The differences result from two unique aspects of the marines. First, they don't have as many support troops as the army. The navy provides a lot of logistical and other support for the marines and its sailors doing this work. A higher proportion of marines are combat troops. But even taking that into account the marines have a higher rate of combat casualties. That is largely caused by a different approach to combat. Marines are trained as assault troops, especially amphibious assault. When attacking a defended beach you have to push the enemy back, so you can bring in your own support forces, or be at a deadly disadvantage. Retreat is not an option.
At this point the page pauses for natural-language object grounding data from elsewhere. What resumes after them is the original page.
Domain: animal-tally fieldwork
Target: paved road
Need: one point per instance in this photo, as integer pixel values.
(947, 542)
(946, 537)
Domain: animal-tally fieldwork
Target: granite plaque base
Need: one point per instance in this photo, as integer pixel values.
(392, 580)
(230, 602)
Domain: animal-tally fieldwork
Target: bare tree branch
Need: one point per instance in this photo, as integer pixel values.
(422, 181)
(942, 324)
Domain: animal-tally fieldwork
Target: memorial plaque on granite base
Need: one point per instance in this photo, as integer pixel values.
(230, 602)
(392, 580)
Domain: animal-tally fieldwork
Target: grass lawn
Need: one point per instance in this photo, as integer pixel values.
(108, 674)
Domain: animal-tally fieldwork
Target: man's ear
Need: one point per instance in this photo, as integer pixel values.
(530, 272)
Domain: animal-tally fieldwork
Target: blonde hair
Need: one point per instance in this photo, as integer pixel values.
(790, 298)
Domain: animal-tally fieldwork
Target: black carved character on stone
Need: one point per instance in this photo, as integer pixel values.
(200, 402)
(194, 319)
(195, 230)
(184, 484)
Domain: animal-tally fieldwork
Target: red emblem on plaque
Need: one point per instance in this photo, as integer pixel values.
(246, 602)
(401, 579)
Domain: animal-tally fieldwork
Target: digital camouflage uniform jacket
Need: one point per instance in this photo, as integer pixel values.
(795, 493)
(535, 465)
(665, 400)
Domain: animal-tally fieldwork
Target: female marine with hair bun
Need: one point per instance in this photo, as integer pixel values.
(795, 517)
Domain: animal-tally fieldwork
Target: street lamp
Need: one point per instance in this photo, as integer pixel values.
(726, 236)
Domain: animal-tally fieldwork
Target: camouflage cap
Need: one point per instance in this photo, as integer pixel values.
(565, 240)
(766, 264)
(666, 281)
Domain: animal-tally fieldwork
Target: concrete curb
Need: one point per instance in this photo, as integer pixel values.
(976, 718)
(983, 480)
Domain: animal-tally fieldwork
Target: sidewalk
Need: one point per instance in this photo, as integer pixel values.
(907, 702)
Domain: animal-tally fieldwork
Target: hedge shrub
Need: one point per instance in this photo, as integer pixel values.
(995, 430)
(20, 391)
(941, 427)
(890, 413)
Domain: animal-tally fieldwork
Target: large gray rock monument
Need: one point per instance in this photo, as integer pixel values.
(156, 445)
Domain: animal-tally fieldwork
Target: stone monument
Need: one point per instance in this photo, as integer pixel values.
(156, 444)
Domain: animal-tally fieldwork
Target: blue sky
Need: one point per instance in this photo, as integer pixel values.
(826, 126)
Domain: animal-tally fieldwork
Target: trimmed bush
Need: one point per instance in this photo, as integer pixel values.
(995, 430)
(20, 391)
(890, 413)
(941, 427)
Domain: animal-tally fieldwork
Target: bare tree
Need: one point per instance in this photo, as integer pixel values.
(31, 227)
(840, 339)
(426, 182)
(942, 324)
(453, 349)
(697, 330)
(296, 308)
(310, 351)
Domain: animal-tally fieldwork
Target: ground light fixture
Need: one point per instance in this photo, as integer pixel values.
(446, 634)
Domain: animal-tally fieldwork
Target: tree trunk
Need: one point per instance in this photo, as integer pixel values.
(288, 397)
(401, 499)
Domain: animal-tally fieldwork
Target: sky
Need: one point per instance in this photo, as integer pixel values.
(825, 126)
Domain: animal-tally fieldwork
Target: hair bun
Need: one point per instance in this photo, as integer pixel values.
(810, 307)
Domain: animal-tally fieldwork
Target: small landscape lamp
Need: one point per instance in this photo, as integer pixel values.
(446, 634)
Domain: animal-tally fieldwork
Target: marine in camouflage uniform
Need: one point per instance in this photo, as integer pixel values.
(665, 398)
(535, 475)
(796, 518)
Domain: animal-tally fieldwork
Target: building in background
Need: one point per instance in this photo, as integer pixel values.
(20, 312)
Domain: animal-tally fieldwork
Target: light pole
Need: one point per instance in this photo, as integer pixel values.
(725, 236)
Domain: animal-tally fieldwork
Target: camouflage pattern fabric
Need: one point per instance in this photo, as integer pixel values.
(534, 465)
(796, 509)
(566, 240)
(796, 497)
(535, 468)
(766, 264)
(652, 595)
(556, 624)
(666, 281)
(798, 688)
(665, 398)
Even before the marines began expanding and specializing in amphibious warfare a century ago they were aggressive. That's because their main job was close combat. This was in the age of sail, when ships often crashed into each other and the crews fought it out hand-to-hand. The marines were expected to specialize in that kind of combat. The marines were also expected to carry out or lead (sailors armed with rifles) raids ashore. Again, this required aggressive behavior in order to succeed.
The army was trained to carry out more deliberate, less risky, combat. The army fought longer and larger battles. Nevertheless, the army could carry out raids, and often did in Iraq and Afghanistan, but the marines rarely adopted the deliberate "keep our casualties down" type warfare the army favored. The marines believed their aggressive behavior was an asset, and as far as the enemy goes, it was. The marines terrified the enemy more than the army did. But facing either force Islamic militants found themselves dead or running for their lives.
Marine commanders want to keep their casualties down but not at the expense of the aggressive style of combat that has long been what made the marines different from the army.